Menurut Asy-Syaukani, “Hadits di atas menjelaskan bahwasanya berjalan di depan orang yang sedang mendirikan shalat merupakan dosa besar dan dapat mengiring pelakunya masuk neraka, baik orang yang shalat itu tengah mendirikan shalat fardhu atau sunnah tanpa terkecuali.”

Namun bila melintas di luar batas (sutrah), maka hukumnya boleh. Batas itu sendiri disunnahkan untuk dibuat bagi tiap orang yang akan melaksanakan shalat. Bisa berbentuk tongkat, garis, batu, tanah atau barang bawaan seperti tas, dompet, kacamata dan lainnya. Intinya, dia meletakkan sesuatu di depannya agar orang jangan melintas di tengahnya.

# Dari Sabrah bin Ma'bad al-Juhani, ia berkata bahwa Rasulullah shallallahu ‘alaihi wa sallam bersabda,
Hendaknya setiap kamu membuat batas (untuk shalat) meski hanya dengan panah.” (HR. Al-Hakim)

Adanya sutrah atau batas ini bisa dijadikan patokan bahwa bila akan melintas di depan orang yang sedang shalat, maka dibolehkan bila diluar area sujudnya yang dibatasi dengan benda-benda tertentu yang sengaja diletakkan oleh orang itu sebelum memulai shalatnya.

Dengan demikian, shalatnya itu tidak mengganggu lalu lintas orang lain yang akan masuk dan keluar masjid. Hal ini menjadi penting terutama bila ada orang yang shalat di masjid, namun posisinya di daerah dimana banyak orang lalu-lalang untuk masuk atau keluar masjid.

Bila sutrah sudah dibuat, maka haram hukumnya bagi orang lain untuk melintas di tangahnya.

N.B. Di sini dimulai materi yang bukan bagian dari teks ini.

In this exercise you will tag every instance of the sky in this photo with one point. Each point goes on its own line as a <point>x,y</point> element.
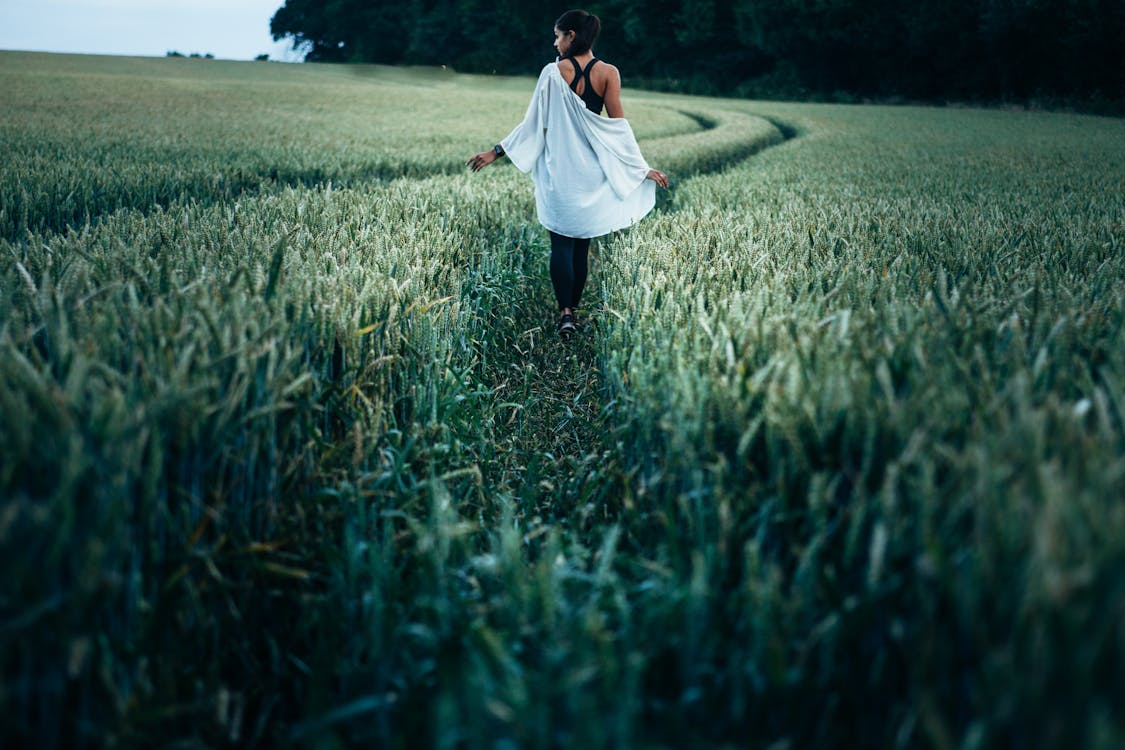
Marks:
<point>230,29</point>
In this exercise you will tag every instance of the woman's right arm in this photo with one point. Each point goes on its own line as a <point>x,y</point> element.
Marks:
<point>612,96</point>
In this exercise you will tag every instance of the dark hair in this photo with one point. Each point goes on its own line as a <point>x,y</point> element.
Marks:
<point>585,27</point>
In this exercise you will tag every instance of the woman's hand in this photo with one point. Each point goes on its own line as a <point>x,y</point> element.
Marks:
<point>482,160</point>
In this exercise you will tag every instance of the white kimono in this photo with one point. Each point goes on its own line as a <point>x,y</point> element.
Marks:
<point>588,171</point>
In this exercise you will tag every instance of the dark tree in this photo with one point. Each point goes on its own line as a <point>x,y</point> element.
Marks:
<point>930,50</point>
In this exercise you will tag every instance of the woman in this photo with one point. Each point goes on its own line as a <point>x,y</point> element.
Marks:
<point>590,175</point>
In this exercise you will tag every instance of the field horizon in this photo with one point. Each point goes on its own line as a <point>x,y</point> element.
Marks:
<point>293,455</point>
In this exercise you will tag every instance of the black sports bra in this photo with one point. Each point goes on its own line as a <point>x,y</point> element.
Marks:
<point>590,97</point>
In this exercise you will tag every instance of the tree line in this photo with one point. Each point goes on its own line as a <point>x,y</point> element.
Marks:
<point>925,50</point>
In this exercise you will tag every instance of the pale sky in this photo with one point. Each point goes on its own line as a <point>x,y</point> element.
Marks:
<point>230,29</point>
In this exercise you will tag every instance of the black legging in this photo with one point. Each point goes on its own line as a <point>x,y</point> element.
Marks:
<point>569,264</point>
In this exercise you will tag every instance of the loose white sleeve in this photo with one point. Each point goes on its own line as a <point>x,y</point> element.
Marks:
<point>524,143</point>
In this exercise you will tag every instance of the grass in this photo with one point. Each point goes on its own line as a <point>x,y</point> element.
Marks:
<point>291,454</point>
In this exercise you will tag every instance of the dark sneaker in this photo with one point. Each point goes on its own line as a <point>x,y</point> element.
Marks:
<point>566,325</point>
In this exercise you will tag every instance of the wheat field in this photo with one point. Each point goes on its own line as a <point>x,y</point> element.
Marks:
<point>290,453</point>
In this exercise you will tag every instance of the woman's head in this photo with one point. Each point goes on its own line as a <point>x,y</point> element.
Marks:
<point>575,32</point>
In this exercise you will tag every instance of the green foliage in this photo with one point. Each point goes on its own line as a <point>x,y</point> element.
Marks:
<point>1031,50</point>
<point>835,462</point>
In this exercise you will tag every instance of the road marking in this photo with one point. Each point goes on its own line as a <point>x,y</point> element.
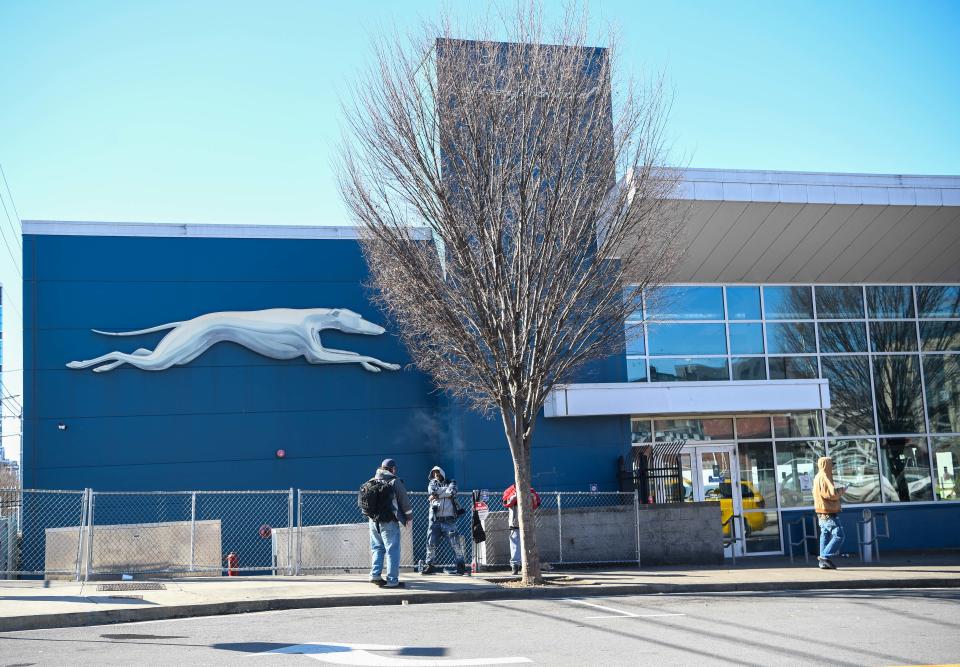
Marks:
<point>616,612</point>
<point>359,654</point>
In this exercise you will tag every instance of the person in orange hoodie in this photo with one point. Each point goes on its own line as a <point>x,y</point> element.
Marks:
<point>826,503</point>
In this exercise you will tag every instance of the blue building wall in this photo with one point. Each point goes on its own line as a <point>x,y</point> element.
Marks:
<point>217,422</point>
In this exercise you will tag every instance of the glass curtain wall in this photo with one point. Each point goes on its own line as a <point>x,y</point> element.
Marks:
<point>890,352</point>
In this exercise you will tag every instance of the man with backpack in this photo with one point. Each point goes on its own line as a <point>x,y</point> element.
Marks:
<point>383,500</point>
<point>442,521</point>
<point>513,520</point>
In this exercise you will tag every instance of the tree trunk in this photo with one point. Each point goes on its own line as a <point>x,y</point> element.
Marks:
<point>520,449</point>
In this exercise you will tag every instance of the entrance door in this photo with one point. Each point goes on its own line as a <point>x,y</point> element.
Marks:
<point>714,475</point>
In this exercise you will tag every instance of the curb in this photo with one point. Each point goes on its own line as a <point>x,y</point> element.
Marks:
<point>162,613</point>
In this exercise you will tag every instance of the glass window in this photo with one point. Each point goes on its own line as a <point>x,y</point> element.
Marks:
<point>890,302</point>
<point>942,377</point>
<point>640,430</point>
<point>796,468</point>
<point>851,411</point>
<point>793,368</point>
<point>688,370</point>
<point>634,338</point>
<point>796,425</point>
<point>844,337</point>
<point>839,303</point>
<point>636,370</point>
<point>896,384</point>
<point>758,491</point>
<point>685,303</point>
<point>940,336</point>
<point>790,338</point>
<point>746,338</point>
<point>753,427</point>
<point>749,368</point>
<point>788,303</point>
<point>674,339</point>
<point>743,303</point>
<point>855,468</point>
<point>905,470</point>
<point>693,429</point>
<point>938,301</point>
<point>893,337</point>
<point>946,463</point>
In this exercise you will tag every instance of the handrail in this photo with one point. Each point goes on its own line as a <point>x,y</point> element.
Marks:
<point>733,536</point>
<point>874,543</point>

Dan bagi orang yang shalat, bila ada yang akan melintasi batas itu, dia berhak untuk mencegahnya.

# Dari Abi Said Al-Khudri radhiallaahu anhu, ia berkata bahwa Rasulullah shallallahu ‘alaihi wa sallam bersabda,
Apabila salah seorang di antara kamu shalat dan telah membuat suatu pembatas (sutrah) yang menghalangi dari orang yang lewat, lalu jika ada orang yang ingin melintas (di dalam batas itu), maka hendaklah ia mencegahnya. Bila orang itu tetap melintas, maka perangilah dia karena dia itu (hakikatnya) adalah syetan.” (HR. Mutafaq 'Alaih)

Hadits ini memberi pengertian kepada kita bahwa seorang yang shalat harus mencegah orang melintas di depannya bila dia telah memasang batas. Bagaimana bila dia tidak memasang batas itu?
Al-Qurthubi mengatakan dalam hal ini cukup orang itu memberi isyarat dengan tangan untuk mencegah orang melintas di depannya. Bila tidak mau, maka boleh diperangi. Maksudnya boleh mencegah dengan lebih keras dari sebelumnya.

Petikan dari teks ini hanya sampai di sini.